The Security Council today further strengthened its sanctions regime against the Democratic People's Republic of Korea, condemning in the strongest terms that country's ballistic missile launches and reaffirming its decision that Pyongyang shall abandon all nuclear weapons and existing nuclear programmes in a complete, verifiable and irreversible manner.
Unanimously adopting resolution 2371 (2017) under Article 41, Chapter VII of the United Nations Charter, the 15-nation Council decided that the Democratic People's Republic of Korea shall not supply, sell or transfer coal, iron, iron ore, seafood, lead and lead ore to other countries.
Expressing concern that Democratic People's Republic of Korea nationals working abroad were generating foreign export earnings to support the country's nuclear and ballistic missile programmes, it also decided that all Member States shall not increase the total number of work authorizations for such persons in their jurisdictions, unless approved by the Security Council Committee established pursuant to resolution 1718 (2006).
Through the text, the Council decided that States shall prohibit the opening of new joint ventures or cooperative entities with the Democratic People's Republic of Korea entities and individuals, or expand existing joint ventures through additional investments. In addition, it decided that Pyongyang shall not deploy or use chemical weapons and urgently called for it to accede to the Convention on the Prohibition of the Development, Production, Stockpiling and Use of Chemical Weapons and Their Destruction.
Also through the resolution, the Council named nine individuals and four entities to be subject to a travel ban and asset freeze already in place, as well as to request that the International Criminal Police Organization (INTERPOL) issue special notices with respect to designated individuals.
In addition, it reaffirmed that its provisions were not intended to have adverse humanitarian consequences for the civilian population of the Democratic People's Republic of Korea, and that the Security Council Committee established pursuant to resolution 1718 (2006), on a case-by-case basis, exempt from sanctions those activities that would facilitate the work of international and non-governmental organizations engaged in assistance and relief activities for civilian benefit.

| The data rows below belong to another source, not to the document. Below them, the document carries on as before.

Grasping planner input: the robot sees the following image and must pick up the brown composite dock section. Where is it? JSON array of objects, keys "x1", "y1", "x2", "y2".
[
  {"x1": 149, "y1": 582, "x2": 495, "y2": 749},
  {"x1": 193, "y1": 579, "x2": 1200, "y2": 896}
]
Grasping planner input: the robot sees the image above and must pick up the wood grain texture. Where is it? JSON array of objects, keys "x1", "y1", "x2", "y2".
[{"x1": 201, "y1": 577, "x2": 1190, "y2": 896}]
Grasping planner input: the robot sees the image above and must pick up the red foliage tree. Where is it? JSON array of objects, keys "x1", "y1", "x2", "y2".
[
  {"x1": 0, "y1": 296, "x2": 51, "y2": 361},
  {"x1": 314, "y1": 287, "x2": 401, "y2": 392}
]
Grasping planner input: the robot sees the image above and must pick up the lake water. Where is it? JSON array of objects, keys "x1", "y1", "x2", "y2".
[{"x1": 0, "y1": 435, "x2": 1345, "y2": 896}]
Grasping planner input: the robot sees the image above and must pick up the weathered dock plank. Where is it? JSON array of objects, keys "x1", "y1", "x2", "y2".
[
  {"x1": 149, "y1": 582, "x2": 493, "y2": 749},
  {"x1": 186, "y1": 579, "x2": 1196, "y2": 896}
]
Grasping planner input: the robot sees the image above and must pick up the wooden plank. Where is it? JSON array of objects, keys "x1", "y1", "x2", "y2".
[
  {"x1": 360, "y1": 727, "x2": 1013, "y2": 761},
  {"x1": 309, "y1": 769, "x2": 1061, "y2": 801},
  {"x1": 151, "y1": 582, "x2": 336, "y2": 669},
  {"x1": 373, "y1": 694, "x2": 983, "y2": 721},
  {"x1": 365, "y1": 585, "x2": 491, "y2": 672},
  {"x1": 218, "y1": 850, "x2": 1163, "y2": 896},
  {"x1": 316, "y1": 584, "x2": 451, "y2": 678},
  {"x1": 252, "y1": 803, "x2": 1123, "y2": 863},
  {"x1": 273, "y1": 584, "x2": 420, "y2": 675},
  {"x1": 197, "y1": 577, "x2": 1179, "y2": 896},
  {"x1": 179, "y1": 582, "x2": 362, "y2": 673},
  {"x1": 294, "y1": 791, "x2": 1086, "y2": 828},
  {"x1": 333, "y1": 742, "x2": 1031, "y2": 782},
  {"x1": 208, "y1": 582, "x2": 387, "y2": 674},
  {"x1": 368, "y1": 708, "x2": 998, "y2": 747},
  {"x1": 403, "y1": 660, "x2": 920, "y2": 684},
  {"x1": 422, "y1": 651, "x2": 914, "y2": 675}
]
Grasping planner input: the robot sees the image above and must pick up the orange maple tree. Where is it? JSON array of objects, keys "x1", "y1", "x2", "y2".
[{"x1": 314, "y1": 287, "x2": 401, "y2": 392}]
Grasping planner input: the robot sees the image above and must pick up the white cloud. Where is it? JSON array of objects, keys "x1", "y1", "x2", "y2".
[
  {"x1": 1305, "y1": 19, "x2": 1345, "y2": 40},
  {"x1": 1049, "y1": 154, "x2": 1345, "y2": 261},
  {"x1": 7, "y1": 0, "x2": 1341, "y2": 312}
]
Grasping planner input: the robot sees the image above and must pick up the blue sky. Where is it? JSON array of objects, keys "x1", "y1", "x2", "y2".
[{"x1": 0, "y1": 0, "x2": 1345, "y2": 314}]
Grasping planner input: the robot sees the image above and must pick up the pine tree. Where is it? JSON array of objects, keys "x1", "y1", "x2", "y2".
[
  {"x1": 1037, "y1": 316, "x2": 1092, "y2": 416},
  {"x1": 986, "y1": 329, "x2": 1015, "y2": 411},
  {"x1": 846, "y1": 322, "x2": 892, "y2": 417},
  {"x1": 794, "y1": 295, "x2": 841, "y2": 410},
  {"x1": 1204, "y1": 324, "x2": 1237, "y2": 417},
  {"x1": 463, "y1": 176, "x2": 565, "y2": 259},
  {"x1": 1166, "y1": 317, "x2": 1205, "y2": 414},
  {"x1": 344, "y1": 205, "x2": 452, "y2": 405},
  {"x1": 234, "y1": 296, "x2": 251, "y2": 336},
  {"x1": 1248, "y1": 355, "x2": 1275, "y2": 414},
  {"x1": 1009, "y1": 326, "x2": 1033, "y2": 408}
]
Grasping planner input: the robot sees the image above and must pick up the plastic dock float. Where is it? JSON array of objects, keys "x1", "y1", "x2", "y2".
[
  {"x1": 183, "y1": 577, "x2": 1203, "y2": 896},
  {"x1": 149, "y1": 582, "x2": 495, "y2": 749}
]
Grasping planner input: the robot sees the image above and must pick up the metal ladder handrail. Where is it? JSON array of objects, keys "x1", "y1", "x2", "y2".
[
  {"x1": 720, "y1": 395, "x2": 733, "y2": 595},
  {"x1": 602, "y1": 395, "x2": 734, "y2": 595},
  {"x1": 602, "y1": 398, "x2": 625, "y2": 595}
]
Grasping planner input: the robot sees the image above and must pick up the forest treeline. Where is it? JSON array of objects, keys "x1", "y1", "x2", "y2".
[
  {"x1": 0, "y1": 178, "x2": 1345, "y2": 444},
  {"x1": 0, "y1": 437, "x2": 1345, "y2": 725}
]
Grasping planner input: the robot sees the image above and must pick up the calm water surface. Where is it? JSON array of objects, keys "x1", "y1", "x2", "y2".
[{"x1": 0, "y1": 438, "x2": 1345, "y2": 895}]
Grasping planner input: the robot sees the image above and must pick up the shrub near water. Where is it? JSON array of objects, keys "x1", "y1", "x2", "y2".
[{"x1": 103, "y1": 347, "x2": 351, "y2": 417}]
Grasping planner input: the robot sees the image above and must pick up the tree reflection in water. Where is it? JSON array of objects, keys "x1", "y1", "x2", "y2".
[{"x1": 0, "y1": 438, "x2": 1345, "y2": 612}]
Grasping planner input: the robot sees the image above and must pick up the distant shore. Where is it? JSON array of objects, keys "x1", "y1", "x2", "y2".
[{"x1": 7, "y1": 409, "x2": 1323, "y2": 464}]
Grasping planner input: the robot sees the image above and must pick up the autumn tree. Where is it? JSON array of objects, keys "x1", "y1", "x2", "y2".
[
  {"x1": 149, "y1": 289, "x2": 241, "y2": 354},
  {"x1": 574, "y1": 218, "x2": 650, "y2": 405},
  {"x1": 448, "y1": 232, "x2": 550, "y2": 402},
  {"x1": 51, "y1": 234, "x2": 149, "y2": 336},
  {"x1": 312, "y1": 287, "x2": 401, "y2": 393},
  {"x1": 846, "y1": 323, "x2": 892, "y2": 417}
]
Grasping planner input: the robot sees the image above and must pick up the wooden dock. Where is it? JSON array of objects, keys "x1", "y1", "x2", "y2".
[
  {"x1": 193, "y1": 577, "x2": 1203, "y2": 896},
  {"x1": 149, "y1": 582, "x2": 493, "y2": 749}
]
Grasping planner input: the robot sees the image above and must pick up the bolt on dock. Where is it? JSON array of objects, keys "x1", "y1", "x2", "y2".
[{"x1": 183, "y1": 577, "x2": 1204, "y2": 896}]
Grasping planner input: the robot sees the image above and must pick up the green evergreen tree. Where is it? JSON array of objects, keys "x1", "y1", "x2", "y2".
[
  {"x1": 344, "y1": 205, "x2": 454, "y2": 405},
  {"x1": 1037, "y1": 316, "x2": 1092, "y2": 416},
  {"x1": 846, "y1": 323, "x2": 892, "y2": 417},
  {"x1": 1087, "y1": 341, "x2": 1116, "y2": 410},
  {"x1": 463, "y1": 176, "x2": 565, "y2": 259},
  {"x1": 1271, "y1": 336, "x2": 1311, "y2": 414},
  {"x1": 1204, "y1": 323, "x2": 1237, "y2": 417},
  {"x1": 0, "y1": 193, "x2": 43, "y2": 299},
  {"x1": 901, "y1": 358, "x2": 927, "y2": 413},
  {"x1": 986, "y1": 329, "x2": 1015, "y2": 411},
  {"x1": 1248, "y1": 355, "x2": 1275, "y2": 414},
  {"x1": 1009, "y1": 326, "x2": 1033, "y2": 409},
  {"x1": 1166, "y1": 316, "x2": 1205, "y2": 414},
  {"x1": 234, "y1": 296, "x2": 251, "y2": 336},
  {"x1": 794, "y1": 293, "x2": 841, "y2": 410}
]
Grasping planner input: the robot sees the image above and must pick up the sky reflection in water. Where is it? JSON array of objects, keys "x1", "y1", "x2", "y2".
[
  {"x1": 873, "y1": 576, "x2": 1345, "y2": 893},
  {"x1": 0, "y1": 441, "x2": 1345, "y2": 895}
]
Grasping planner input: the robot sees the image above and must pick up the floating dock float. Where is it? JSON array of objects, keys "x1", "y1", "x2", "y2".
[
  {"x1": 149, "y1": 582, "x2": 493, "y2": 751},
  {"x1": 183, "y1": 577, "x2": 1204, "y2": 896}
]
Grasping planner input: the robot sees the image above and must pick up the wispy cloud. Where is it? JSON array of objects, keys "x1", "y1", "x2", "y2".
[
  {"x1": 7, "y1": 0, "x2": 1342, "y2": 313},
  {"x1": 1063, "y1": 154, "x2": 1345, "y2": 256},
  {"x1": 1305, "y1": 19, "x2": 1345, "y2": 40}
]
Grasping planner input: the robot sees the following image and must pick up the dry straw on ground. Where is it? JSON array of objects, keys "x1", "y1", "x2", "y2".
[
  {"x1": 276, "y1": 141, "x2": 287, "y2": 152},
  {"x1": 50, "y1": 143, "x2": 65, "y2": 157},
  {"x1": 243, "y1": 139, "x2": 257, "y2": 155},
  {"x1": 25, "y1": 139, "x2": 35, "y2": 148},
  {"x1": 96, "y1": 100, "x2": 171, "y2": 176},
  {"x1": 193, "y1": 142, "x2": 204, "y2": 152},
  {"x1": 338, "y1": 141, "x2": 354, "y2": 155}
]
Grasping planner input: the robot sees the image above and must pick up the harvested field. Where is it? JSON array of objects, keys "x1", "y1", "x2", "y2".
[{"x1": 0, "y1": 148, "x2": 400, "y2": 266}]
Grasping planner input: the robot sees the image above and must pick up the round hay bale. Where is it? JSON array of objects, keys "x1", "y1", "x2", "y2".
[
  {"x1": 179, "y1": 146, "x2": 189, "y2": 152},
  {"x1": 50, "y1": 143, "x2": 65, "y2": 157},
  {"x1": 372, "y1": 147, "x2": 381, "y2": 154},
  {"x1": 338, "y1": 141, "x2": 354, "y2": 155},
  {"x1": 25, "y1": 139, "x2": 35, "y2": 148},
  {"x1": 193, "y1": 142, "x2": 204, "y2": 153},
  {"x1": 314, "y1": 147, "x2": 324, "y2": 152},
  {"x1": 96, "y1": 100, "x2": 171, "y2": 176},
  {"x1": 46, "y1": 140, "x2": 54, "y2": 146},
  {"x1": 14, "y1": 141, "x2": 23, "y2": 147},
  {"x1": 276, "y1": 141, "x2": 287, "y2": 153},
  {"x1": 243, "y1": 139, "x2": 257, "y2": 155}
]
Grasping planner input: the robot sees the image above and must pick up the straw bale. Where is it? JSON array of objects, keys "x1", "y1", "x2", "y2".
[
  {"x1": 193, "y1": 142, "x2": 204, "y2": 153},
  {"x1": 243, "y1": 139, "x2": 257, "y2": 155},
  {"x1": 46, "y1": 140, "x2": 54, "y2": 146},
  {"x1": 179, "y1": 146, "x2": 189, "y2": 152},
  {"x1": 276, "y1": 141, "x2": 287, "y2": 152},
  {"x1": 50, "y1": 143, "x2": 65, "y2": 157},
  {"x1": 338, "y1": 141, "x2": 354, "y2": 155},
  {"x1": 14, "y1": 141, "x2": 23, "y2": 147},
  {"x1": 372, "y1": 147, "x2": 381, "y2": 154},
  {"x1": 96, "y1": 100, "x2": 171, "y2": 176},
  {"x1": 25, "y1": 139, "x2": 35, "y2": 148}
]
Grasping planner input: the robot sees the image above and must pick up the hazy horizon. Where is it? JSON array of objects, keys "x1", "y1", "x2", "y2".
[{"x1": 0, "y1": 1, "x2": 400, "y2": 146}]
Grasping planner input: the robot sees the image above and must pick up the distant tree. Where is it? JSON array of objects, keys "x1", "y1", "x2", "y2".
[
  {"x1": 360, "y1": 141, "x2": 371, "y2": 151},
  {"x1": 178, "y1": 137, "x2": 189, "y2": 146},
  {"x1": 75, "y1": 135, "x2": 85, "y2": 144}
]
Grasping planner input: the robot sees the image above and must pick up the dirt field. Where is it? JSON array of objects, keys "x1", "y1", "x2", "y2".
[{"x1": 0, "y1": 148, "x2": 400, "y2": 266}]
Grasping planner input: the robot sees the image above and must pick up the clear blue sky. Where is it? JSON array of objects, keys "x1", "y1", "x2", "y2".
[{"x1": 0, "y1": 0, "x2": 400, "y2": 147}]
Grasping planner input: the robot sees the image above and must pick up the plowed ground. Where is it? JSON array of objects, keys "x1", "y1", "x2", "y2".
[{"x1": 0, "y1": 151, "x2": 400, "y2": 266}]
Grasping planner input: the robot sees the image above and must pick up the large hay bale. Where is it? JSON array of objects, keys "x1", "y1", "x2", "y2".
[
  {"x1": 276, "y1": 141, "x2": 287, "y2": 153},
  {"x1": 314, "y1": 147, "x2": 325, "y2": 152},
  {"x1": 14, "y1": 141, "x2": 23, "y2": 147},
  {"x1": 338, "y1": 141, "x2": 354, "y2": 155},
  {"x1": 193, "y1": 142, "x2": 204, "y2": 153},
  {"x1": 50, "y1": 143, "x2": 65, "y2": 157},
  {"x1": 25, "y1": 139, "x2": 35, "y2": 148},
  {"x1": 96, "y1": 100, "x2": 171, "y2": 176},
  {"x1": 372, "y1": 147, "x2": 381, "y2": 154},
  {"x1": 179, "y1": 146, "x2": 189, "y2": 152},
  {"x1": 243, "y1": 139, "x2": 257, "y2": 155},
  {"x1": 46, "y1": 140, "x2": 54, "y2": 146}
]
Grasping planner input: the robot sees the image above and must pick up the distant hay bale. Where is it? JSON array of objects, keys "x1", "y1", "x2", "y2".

Furthermore, through the text, the Council called for the resumption of the Six-Party Talks between China, Democratic People's Republic of Korea, Japan, Republic of Korea, Russian Federation and the United States towards the goal of a verifiable and peaceful denuclearization of the Korean Peninsula.
Speaking after the resolution's adoption, the representative of the United States said the Council had put the Democratic People's Republic of Korea's dictator on notice by increasing the penalty of its ballistic missile activity to a whole new level. All Member States must do more to put more pressure on that country, she said, adding that the United States would take defensive measures to protect itself and its allies, including through joint military exercises.
China's representative said that, while today's resolution had imposed further sanctions, it did not intend to negatively impact such non-military goods as food and humanitarian aid. Calling on all parties to implement the resolution's provisions fully and earnestly, he recalled that China and the Russian Federation on 4 July had put forward a road map to resolve the issue through two parallel tracks — denuclearization and the establishment of a peace mechanism. Recalling that the United States had recently indicated that it was not pushing for regime change or for the Korean Peninsula's reunification, he said an escalation of military activities would be detrimental to all countries of the region.
Japan's delegate said the sheer number and frequency of the Democratic People's Republic of Korea's nuclear and ballistic missile tests "show how unprecedented and unacceptable these provocations are." Not only was the quantity outrageous, but the qualitative advancements were alarming. Noting that today's resolution would reduce the Democratic People's Republic of Korea's revenue by approximately $1 billion, he said all Member States must demonstrate renewed commitment to implement the Council's decisions.
The Russian Federation's representative, while calling on the Democratic People's Republic of Korea to end its banned programmes, said progress would be difficult so long as it perceived a direct threat to its security. Emphasizing that military misadventures risked creating a disaster, he said sanctions must be a tool for engaging Pyongyang in constructive talks rather than to seek the country's economic asphyxiation.
The Republic of Korea's delegate said that Pyongyang's missile provocations on 4 and 28 July, together with its nuclear programme, posed a grave threat to international peace and security. Indeed, such reckless acts of defiance should be met with stronger measures, he said, adding that additional sanctions contained in resolution 2371 (2017) would significantly cut off the inflow of hard currency that would otherwise have been diverted to illicit weapons programmes.
Also speaking were representatives of the United Kingdom, France, Ukraine, Uruguay, Senegal, Sweden, Italy, Ethiopia, Kazakhstan, Bolivia and Egypt.
The meeting began at 3:06 p.m. and ended at 4:12 p.m.